Admittedly, it had been risky. Something of this magnitude required a leap of faith, but he had leapt, nonetheless. His bells had chimed, and he had found their emphatic sound euphoric, blasting through the silence like an inappropriate joke. Crude and imposing. Jeremy had turned to face the street and leaned his back against the cemetery wall like a satisfied lover.
But, of course, everything that followed eclipsed any satisfaction he had previously enjoyed.
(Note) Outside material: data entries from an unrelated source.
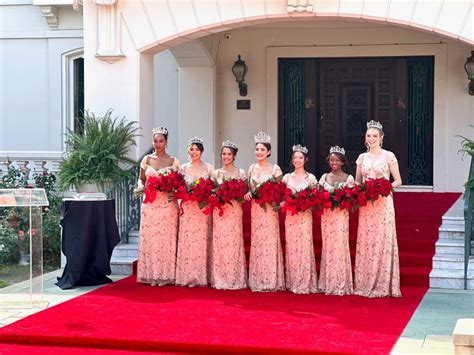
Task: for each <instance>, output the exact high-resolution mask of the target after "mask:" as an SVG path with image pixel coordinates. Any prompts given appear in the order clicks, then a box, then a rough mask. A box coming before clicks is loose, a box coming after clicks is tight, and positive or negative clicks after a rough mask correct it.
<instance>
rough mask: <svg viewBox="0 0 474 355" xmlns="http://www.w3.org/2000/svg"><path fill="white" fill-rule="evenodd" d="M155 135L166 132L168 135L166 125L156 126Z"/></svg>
mask: <svg viewBox="0 0 474 355" xmlns="http://www.w3.org/2000/svg"><path fill="white" fill-rule="evenodd" d="M152 132H153V135H155V134H164V135H165V136H167V135H168V130H167V129H166V128H165V127H156V128H153V131H152Z"/></svg>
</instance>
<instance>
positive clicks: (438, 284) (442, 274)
mask: <svg viewBox="0 0 474 355" xmlns="http://www.w3.org/2000/svg"><path fill="white" fill-rule="evenodd" d="M430 287H432V288H443V289H452V290H462V289H464V271H463V270H439V269H433V270H431V273H430ZM467 289H468V290H474V272H473V270H472V269H471V270H470V271H469V272H468V275H467Z"/></svg>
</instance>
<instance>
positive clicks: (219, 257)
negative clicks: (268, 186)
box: [211, 168, 247, 290]
mask: <svg viewBox="0 0 474 355" xmlns="http://www.w3.org/2000/svg"><path fill="white" fill-rule="evenodd" d="M224 179H242V180H245V179H246V174H245V171H244V170H242V169H238V168H235V171H234V172H232V173H231V174H229V173H227V172H226V171H225V170H224V169H218V170H216V171H215V172H214V180H215V181H216V182H217V183H219V184H222V182H223V181H224ZM232 204H233V206H231V205H229V204H226V205H224V206H223V211H224V214H223V215H222V216H219V210H218V209H217V208H215V209H214V211H213V214H212V257H211V285H212V286H213V287H215V288H218V289H227V290H235V289H241V288H246V287H247V264H246V261H245V250H244V239H243V230H242V207H241V205H240V203H238V202H236V201H234V202H232Z"/></svg>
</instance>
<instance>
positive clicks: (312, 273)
mask: <svg viewBox="0 0 474 355" xmlns="http://www.w3.org/2000/svg"><path fill="white" fill-rule="evenodd" d="M307 155H308V149H307V148H306V147H302V146H301V145H296V146H293V153H292V154H291V162H292V164H293V166H294V168H295V171H294V172H292V173H291V174H286V175H285V176H283V180H282V181H283V182H284V183H285V184H286V185H287V186H288V188H290V189H291V191H292V192H293V193H295V192H298V191H301V190H304V189H306V188H308V187H309V188H314V187H316V186H317V184H318V181H317V180H316V177H315V176H314V175H313V174H310V173H308V172H306V171H305V169H304V164H305V163H306V161H307ZM285 237H286V254H285V265H286V274H285V275H286V289H287V290H289V291H291V292H294V293H313V292H317V282H318V280H317V274H316V261H315V258H314V246H313V216H312V212H311V210H307V211H304V212H298V213H297V214H294V215H291V213H286V216H285Z"/></svg>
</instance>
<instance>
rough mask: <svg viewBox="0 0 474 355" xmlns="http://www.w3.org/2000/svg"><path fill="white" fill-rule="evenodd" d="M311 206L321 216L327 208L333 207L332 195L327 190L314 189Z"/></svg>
mask: <svg viewBox="0 0 474 355" xmlns="http://www.w3.org/2000/svg"><path fill="white" fill-rule="evenodd" d="M310 200H311V208H312V209H313V211H315V212H316V214H317V215H319V216H321V215H322V214H323V213H324V210H325V209H326V208H331V206H332V205H331V195H330V194H329V192H328V191H325V190H316V189H315V190H314V191H313V193H312V194H311V197H310Z"/></svg>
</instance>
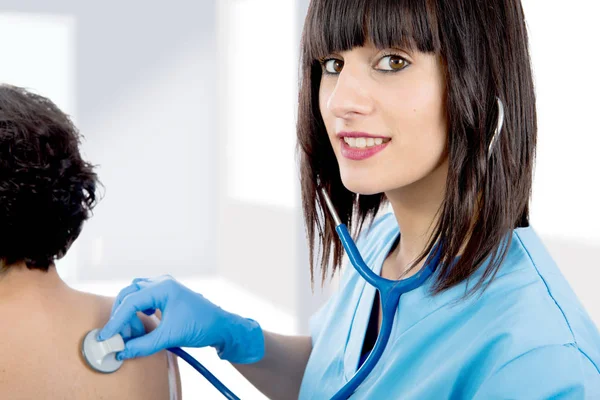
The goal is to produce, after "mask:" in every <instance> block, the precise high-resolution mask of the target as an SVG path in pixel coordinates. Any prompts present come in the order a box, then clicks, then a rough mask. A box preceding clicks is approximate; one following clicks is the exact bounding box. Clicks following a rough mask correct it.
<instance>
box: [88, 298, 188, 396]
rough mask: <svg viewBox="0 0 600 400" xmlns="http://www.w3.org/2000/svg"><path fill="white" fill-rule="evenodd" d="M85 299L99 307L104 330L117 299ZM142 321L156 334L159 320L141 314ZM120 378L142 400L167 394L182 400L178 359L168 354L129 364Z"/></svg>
mask: <svg viewBox="0 0 600 400" xmlns="http://www.w3.org/2000/svg"><path fill="white" fill-rule="evenodd" d="M83 295H85V296H86V297H87V298H88V299H89V300H90V301H92V302H94V303H95V304H96V306H97V308H96V318H97V319H98V322H96V324H95V325H97V326H101V325H103V324H104V323H106V321H108V318H110V312H111V309H112V306H113V304H114V301H115V299H114V298H113V297H107V296H96V295H93V294H88V293H84V294H83ZM138 317H139V318H140V320H141V321H142V323H143V324H144V328H145V330H146V332H151V331H153V330H154V329H156V327H157V326H158V324H159V323H160V320H159V319H158V318H157V317H156V316H147V315H145V314H144V313H138ZM118 374H119V375H121V377H122V378H121V379H124V378H125V376H127V378H125V380H127V381H129V384H128V389H131V390H133V392H132V395H134V394H135V395H137V396H139V395H140V394H141V393H142V392H143V393H147V396H148V397H147V398H152V396H159V394H161V393H164V394H165V395H164V398H181V382H180V375H179V368H178V365H177V358H176V357H175V356H174V355H173V354H171V353H169V352H168V351H164V350H163V351H160V352H158V353H156V354H153V355H151V356H149V357H143V358H135V359H131V360H127V362H125V363H124V364H123V366H122V367H121V368H120V369H119V371H118ZM171 393H173V394H174V393H177V395H176V396H175V397H173V394H171ZM169 396H171V397H169Z"/></svg>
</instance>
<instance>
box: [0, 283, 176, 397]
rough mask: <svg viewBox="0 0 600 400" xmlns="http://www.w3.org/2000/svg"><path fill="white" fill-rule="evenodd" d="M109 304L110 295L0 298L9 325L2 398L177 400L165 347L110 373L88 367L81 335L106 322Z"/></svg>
mask: <svg viewBox="0 0 600 400" xmlns="http://www.w3.org/2000/svg"><path fill="white" fill-rule="evenodd" d="M49 299H51V301H49ZM112 304H113V300H112V299H111V298H107V297H101V296H95V295H91V294H87V293H81V292H76V291H69V292H66V291H61V292H53V293H52V294H51V295H48V296H38V295H36V296H30V297H27V298H26V296H20V297H16V298H15V299H14V300H10V301H8V300H7V301H4V302H0V315H2V318H3V321H2V322H3V326H5V327H10V329H0V359H2V368H1V369H0V398H11V399H13V400H14V399H19V400H21V399H31V398H60V399H73V400H74V399H82V400H86V399H99V398H105V399H115V400H119V399H127V400H137V399H140V400H141V399H148V400H154V399H156V400H172V399H179V398H181V389H180V383H179V372H178V370H177V366H176V363H175V362H173V359H172V358H170V357H171V356H170V353H169V354H168V353H167V352H166V351H162V352H159V353H156V354H154V355H152V356H150V357H144V358H138V359H132V360H126V361H125V362H124V363H123V366H122V367H121V368H120V369H119V370H118V371H116V372H115V373H112V374H102V373H98V372H94V371H92V370H91V369H90V368H89V367H88V366H87V364H86V363H85V361H84V360H83V357H82V355H81V342H82V339H83V337H84V336H85V334H87V332H89V331H90V330H92V329H94V328H100V327H101V326H103V325H104V324H105V323H106V321H108V318H109V317H110V311H111V308H112ZM24 315H26V316H27V318H23V316H24ZM143 318H144V319H145V320H146V317H143ZM145 323H146V324H147V326H148V327H149V328H151V327H152V326H153V324H156V322H155V321H152V320H150V319H147V320H146V321H145ZM8 393H10V396H6V395H7V394H8Z"/></svg>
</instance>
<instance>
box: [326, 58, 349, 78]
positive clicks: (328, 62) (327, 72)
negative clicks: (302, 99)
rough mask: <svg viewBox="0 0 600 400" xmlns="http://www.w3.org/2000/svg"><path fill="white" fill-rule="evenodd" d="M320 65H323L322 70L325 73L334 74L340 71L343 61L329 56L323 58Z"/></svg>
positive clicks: (343, 66)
“You’re up! She has a pulse!”
The words haunt him now. Even a day later, he can hear her say them again and again, her tone dripping with imperiousness. She had loaded these words from her quiver and launched them from a tautly pulled bowstring with the force of a seasoned archer. They impale him even now.
At first, Jeremy had panicked at the thought that his unexpectedly surviving victim had seen his face, that she knew his name and even his alias. But he had quickly comforted himself in the knowledge that even if she had somehow survived paralysis and severe oxygen deprivation, she wouldn’t have been mentally sound enough to put him in any real danger. The muscle spasms and almost constant seizures suffered in that tiny box would have caused lasting neurological damage. Her brain destroyed.